Art Deco

Art Deco

A review of Eric Kimberling’s latest book Welcome to the Machine: The Systemic Failures of Digital Transformation1, through the lens of real-world delivery experience

There are business books that try to inspire, and there are business books that try to explain. Eric Kimberling’s new book sits firmly in the second category. It does not sugarcoat. It describes the technology implementation industry as a system that often produces predictable failure, not because people are incompetent, but because incentives are misaligned from the start.

What stood out most was how closely his perspective mirrors what I’ve observed across the industry. Even though much of his experience is rooted in ERP programs, the patterns he describes are not ERP-specific. They show up in cloud migrations, data platform modernizations, security transformations, CRM rollouts, identity programs, and yes, now AI initiatives. In other words, these are IT project dynamics in general.

Below is my take on the book’s core argument, why it resonates, and how to apply the insights in practice.

The machine metaphor is uncomfortable, but accurate

Kimberling’s central claim is that the technology implementation market often behaves like a machine that is optimized for vendor revenue and ecosystem throughput, not for customer outcomes. That is a strong statement, but it is also a useful one because it forces you to stop treating project failure as a surprising exception.

When 55 to 75 percent of implementations fail (however you define “fail”), the rational assumption should be that failure modes are systemic, repeatable, and preventable. Kimberling’s machine metaphor gives a concrete way to examine those failure modes without turning the discussion into blame games.

The three gears that drive failure

I. Clients as the fuel

Clients supply budget, urgency, requirements, and political momentum. But Kimberling points out several patterns that consistently create risk before the first design workshop even starts:

In my experience, this is not theoretical. Better technology rarely fixes a struggling program. Clear purpose, strong governance, and early focus on process and adoption do.

II. Technology vendors as the engine

Kimberling argues that modern software economics often conflict with customer interests. His critique is not that vendors are bad, but that the structure of the market pushes predictable behavior:

This applies far beyond ERP. Cloud platforms, security suites, and AI toolchains can all create similar dynamics. The default path is often optimized for adoption at scale, not for the specifics of your operating model. If you do not actively defend your requirements, you will end up implementing the vendor’s worldview.

III. Integrators and consultants as the operators

The third gear is the delivery ecosystem. Kimberling challenges the assumption that external experts are always neutral guides. Again, the point is not to demonize consulting, but to highlight predictable incentive traps:

The skill transfer point is one of the most important and most ignored. If the client cannot run the solution without the integrator, the transformation is incomplete. Sustainable operations should be treated as a core deliverable, not a nice-to-have.

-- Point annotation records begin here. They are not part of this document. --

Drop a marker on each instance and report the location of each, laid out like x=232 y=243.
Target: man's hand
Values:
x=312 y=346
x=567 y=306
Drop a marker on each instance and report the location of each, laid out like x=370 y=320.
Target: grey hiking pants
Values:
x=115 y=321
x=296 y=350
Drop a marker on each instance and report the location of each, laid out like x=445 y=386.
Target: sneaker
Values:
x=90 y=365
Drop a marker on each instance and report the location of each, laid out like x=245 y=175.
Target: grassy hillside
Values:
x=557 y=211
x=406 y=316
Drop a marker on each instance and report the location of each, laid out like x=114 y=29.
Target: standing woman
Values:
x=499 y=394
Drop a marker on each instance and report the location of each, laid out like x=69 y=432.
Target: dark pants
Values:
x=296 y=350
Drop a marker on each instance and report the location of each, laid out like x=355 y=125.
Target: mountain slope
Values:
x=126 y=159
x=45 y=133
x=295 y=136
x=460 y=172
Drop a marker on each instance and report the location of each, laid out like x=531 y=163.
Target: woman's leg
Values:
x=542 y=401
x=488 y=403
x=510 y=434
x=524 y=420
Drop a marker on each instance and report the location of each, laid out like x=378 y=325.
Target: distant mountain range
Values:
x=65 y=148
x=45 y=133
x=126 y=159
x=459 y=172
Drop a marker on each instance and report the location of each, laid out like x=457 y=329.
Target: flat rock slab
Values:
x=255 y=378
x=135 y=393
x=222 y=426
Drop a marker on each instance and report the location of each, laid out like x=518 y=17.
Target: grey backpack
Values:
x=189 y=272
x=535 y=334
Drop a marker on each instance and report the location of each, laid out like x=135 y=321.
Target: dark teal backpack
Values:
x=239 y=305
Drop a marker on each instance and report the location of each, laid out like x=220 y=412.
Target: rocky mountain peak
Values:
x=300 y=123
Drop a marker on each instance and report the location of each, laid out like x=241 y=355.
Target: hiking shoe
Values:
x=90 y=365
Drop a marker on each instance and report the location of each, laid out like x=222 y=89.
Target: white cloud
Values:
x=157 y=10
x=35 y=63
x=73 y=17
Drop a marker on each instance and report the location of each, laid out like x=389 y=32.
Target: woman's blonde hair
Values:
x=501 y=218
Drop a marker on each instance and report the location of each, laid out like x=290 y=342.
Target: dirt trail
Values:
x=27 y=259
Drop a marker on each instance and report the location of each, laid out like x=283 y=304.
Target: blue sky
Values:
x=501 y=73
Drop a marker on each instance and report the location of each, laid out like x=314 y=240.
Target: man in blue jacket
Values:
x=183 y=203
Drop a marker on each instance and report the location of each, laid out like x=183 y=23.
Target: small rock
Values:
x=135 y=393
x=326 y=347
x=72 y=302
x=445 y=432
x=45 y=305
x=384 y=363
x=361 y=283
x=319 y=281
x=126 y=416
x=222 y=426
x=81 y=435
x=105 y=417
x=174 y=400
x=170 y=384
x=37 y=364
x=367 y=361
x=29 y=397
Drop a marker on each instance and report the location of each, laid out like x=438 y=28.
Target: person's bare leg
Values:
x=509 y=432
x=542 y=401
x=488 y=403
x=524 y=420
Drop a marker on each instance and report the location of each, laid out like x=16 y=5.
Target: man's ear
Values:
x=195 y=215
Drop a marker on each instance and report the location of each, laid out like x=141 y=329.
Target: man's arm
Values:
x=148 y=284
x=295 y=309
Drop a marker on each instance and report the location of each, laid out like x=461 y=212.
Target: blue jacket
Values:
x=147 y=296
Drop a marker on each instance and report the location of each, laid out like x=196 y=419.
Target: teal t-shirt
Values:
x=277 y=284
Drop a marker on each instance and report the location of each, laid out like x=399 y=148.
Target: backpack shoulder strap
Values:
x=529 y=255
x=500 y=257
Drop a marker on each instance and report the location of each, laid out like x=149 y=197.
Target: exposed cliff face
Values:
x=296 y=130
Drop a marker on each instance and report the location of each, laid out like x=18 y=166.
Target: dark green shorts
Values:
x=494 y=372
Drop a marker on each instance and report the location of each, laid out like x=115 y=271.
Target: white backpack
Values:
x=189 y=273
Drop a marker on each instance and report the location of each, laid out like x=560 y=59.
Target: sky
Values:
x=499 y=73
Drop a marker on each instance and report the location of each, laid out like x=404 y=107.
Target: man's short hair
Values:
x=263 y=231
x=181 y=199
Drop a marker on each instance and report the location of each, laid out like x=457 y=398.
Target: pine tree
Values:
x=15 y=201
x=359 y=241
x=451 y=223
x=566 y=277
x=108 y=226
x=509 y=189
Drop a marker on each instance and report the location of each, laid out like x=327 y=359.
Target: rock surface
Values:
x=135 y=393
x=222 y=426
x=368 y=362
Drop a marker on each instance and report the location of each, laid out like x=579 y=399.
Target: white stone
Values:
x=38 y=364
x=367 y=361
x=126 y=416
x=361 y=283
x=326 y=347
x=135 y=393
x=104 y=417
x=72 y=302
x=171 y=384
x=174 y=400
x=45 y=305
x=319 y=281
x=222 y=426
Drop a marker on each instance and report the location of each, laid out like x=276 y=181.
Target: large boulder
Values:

Why these insights apply to IT projects in general, not just ERP

It is tempting to treat ERP as a special case because it touches finance, procurement, HR, and core operations. But the same systemic forces exist in other transformations:

The common thread is not the technology category. It is incentive misalignment, weak governance, and underinvestment in change and data. Kimberling’s machine describes those patterns well.

Practical ways to fight the machine to improve your odds

Kimberling’s recommendations can be summarized as: customers must lead, not follow. Here is how I would translate that into concrete actions for any major IT program.

Treat the program like a capital investment, not an IT upgrade. Run the same level of scrutiny you would apply to an acquisition or building a factory.

Align executives before selecting software. If leadership cannot agree on purpose and scope, vendor selection will only harden disagreements.

Do not outsource accountability. External partners can help, but they cannot own your transformation.

Make data a first-class workstream. If data is not resourced and governed, everything else becomes theater.

Challenge incentives and demand transparency. Assume misalignment exists until proven otherwise.

The book’s value is that it gives you a vocabulary for reality

The biggest benefit of this book is not a single framework. It is that it gives leaders and delivery teams a shared language to discuss what is usually discussed only privately: misaligned incentives, uncomfortable truths, and the difference between go-live and success.

If you lead transformations, the book will feel less like new ideas and more like someone finally describing the patterns you have already sensed but perhaps did not formalize. That alignment is exactly why I recommend it. It supports a more mature posture skeptical, outcome-driven, and disciplined.

And if there is one takeaway I would emphasize, it is this:

Technology projects rarely fail because teams cannot configure software. They fail because organizations do not govern change with enough clarity, courage, and accountability.